Children (Dec 2020)

Somatosensory Testing in Pediatric Patients with Chronic Pain: An Exploration of Clinical Utility

  • Anna Kersch,
  • Panchalee Perera,
  • Melanie Mercado,
  • Andrew Gorrie,
  • David Sainsbury,
  • Tara McGrath,
  • Phillip Aouad,
  • Sara Sarraf,
  • Tiina Jaaniste,
  • David Champion

DOI
https://doi.org/10.3390/children7120275
Journal volume & issue
Vol. 7, no. 12
p. 275

Abstract

Read online

We aimed to evaluate the utility of clinical somatosensory testing (SST), an office adaptation of laboratory quantitative sensory testing, in a biopsychosocial assessment of a pediatric chronic somatic pain sample (N = 98, 65 females, 7–18 years). Stimulus–response tests were applied at pain regions and intra-subject control sites to cutaneous stimuli (simple and dynamic touch, punctate pressure and cool) and deep pressure stimuli (using a handheld pressure algometer, and, in a subset, manually inflated cuff).
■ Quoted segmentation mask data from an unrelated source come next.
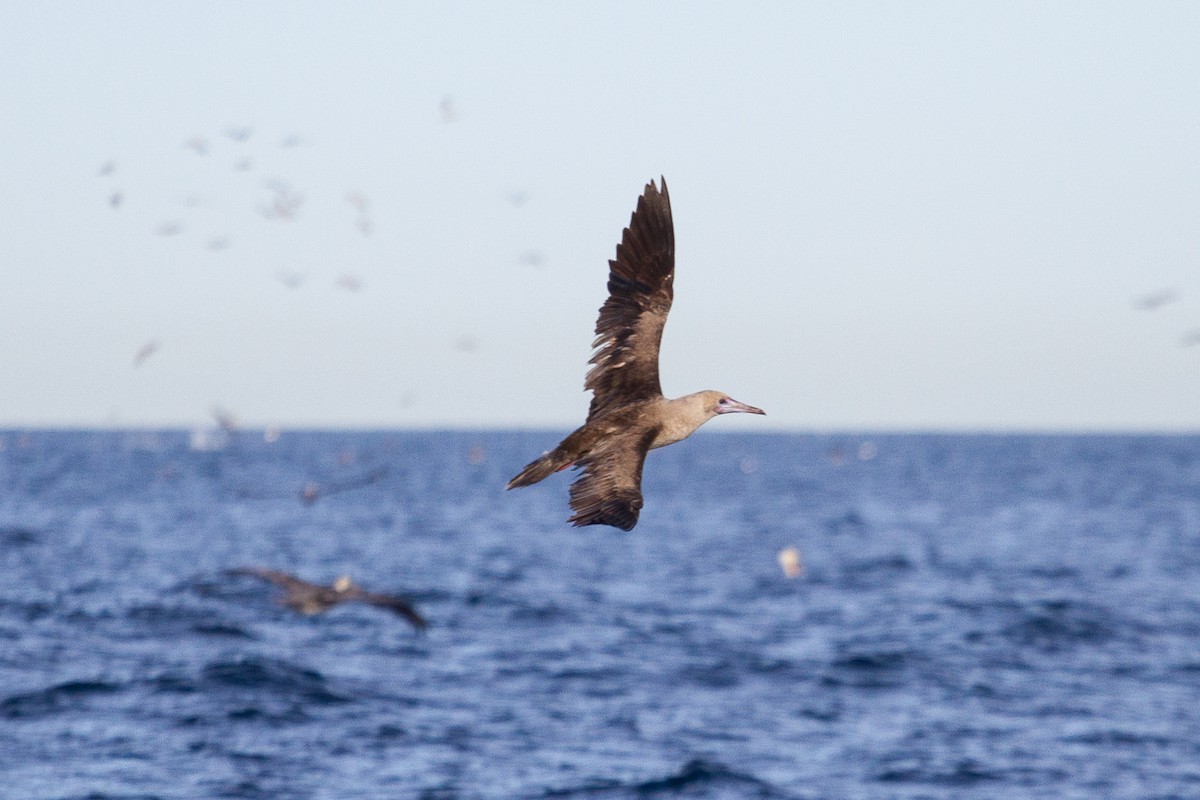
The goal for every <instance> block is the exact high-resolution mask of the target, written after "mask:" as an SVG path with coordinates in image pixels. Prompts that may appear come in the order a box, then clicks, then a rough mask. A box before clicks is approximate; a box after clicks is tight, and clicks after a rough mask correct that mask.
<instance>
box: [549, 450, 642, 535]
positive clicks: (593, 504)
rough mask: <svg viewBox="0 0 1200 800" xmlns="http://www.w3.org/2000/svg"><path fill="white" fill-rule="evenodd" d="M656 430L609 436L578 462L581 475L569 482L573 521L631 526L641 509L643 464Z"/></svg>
mask: <svg viewBox="0 0 1200 800" xmlns="http://www.w3.org/2000/svg"><path fill="white" fill-rule="evenodd" d="M656 433H658V432H656V431H655V429H650V431H643V432H637V431H629V432H625V433H617V434H613V435H610V437H608V438H606V439H604V440H602V441H601V443H600V444H599V445H596V446H595V447H594V449H593V450H592V451H590V452H589V453H588V455H587V457H586V458H582V459H581V461H580V462H578V463H577V465H578V467H580V468H582V470H583V475H582V476H581V477H580V479H578V480H577V481H575V482H574V483H571V507H572V509H575V516H574V517H571V519H570V522H571V523H572V524H575V525H612V527H614V528H620V529H622V530H632V529H634V525H636V524H637V515H638V513H641V511H642V464H644V463H646V453H647V451H649V449H650V443H652V441H653V440H654V437H655V434H656Z"/></svg>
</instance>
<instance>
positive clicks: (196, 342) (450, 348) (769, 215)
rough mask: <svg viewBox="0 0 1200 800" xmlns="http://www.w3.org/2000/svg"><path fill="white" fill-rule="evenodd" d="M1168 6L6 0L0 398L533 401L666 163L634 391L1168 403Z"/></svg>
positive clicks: (743, 421) (1161, 411)
mask: <svg viewBox="0 0 1200 800" xmlns="http://www.w3.org/2000/svg"><path fill="white" fill-rule="evenodd" d="M1198 41H1200V6H1198V5H1195V4H1183V2H1180V4H1103V2H1099V4H1097V2H1079V4H1072V2H1064V4H1042V2H1028V4H1021V2H997V4H959V2H944V4H942V2H928V4H854V2H823V4H784V2H778V4H766V2H763V4H755V5H748V4H714V2H686V4H684V2H656V4H647V2H607V4H595V2H587V4H586V2H556V4H550V2H509V4H485V2H457V4H456V2H437V4H432V2H430V4H395V2H379V4H371V2H350V4H337V5H334V4H317V2H295V4H266V2H263V4H234V2H203V4H202V2H180V4H160V2H110V4H43V2H7V4H4V5H0V72H2V74H4V76H5V79H4V80H2V82H0V108H4V109H5V115H4V116H5V120H4V122H2V124H0V149H2V152H4V154H5V169H4V175H2V179H0V219H4V230H5V235H4V236H2V237H0V374H2V375H4V380H2V381H0V427H25V426H112V425H115V426H160V425H173V426H192V425H199V423H204V422H205V421H209V420H210V414H211V409H214V408H215V407H220V408H223V409H227V410H228V411H229V413H230V414H233V415H234V416H235V417H238V419H239V420H240V421H241V422H242V423H245V425H281V426H284V427H294V426H319V427H341V426H354V427H400V426H490V427H491V426H522V427H527V426H553V427H569V426H572V425H575V423H577V422H578V421H581V420H582V417H583V415H584V414H586V410H587V402H588V397H587V396H586V395H584V393H583V391H582V383H583V375H584V373H586V366H587V365H586V362H587V359H588V356H589V354H590V342H592V327H593V325H594V321H595V312H596V309H598V308H599V306H600V303H601V302H602V300H604V290H605V289H604V285H605V272H606V269H607V263H606V261H607V259H608V258H611V257H612V254H613V248H614V246H616V242H617V241H618V239H619V236H620V230H622V228H623V227H624V225H625V224H626V223H628V221H629V215H630V212H631V210H632V207H634V205H635V201H636V198H637V194H638V193H640V192H641V190H642V187H643V185H644V184H646V181H647V180H649V179H652V178H658V176H659V175H666V178H667V181H668V184H670V187H671V197H672V201H673V207H674V219H676V236H677V264H678V267H677V278H676V307H674V309H673V312H672V315H671V320H670V323H668V325H667V329H666V335H665V341H664V349H662V359H664V360H662V381H664V389H665V391H666V392H667V393H668V395H682V393H686V392H690V391H694V390H698V389H721V390H724V391H726V392H728V393H731V395H732V396H733V397H737V398H738V399H742V401H745V402H748V403H752V404H755V405H761V407H763V408H766V409H767V411H768V414H769V416H768V417H767V419H766V420H763V419H761V417H758V419H752V420H742V419H738V420H733V419H731V420H721V421H720V425H721V426H722V427H724V428H725V429H738V428H742V429H766V428H768V427H769V428H770V429H845V428H872V429H997V431H1006V429H1187V431H1195V429H1198V428H1200V344H1192V345H1188V344H1186V343H1184V342H1186V341H1187V337H1188V336H1189V335H1192V333H1193V332H1194V331H1198V330H1200V271H1198V269H1196V266H1198V263H1200V79H1198V76H1200V48H1198V47H1196V44H1195V43H1196V42H1198ZM230 133H233V134H235V136H230ZM241 136H245V140H238V138H236V137H241ZM200 151H203V155H202V152H200ZM102 173H104V174H102ZM114 196H119V201H116V205H115V207H114ZM352 200H353V201H352ZM365 230H366V233H365ZM289 282H290V283H296V285H295V287H289V285H288V283H289ZM1166 290H1169V291H1170V293H1171V294H1170V301H1169V302H1164V303H1163V305H1160V306H1159V307H1157V308H1156V309H1153V311H1146V309H1140V308H1138V307H1136V305H1135V302H1136V300H1138V299H1139V297H1142V296H1146V295H1151V294H1153V293H1159V291H1166ZM151 343H152V344H154V351H152V353H149V354H148V355H145V356H144V359H143V360H142V362H140V366H134V359H136V356H137V354H138V353H139V350H142V349H143V348H146V347H148V345H150V344H151Z"/></svg>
Validated psychological, pain-related and functional measures were administered. Cutaneous allodynia, usually regional, was elicited by at least one stimulus in 81% of cases, most frequently by punctate pressure. Central sensitization, using a composite measure of deep pressure pain threshold and temporal summation of pain, was implied in the majority (59.2%) and associated with worse sleep impairment and psychological functioning. In regression analyses, depressive symptoms were the only significant predictor of pain intensity. Functional interference was statistically predicted by deep pressure pain threshold and depressive symptoms. Manually inflated cuff algometry had comparable sensitivity to handheld pressure algometry for deep pressure pain threshold but not temporal summation of pain. SST complemented standard biopsychosocial assessment of pediatric chronic pain; use of SST may facilitate the understanding of disordered neurobiology.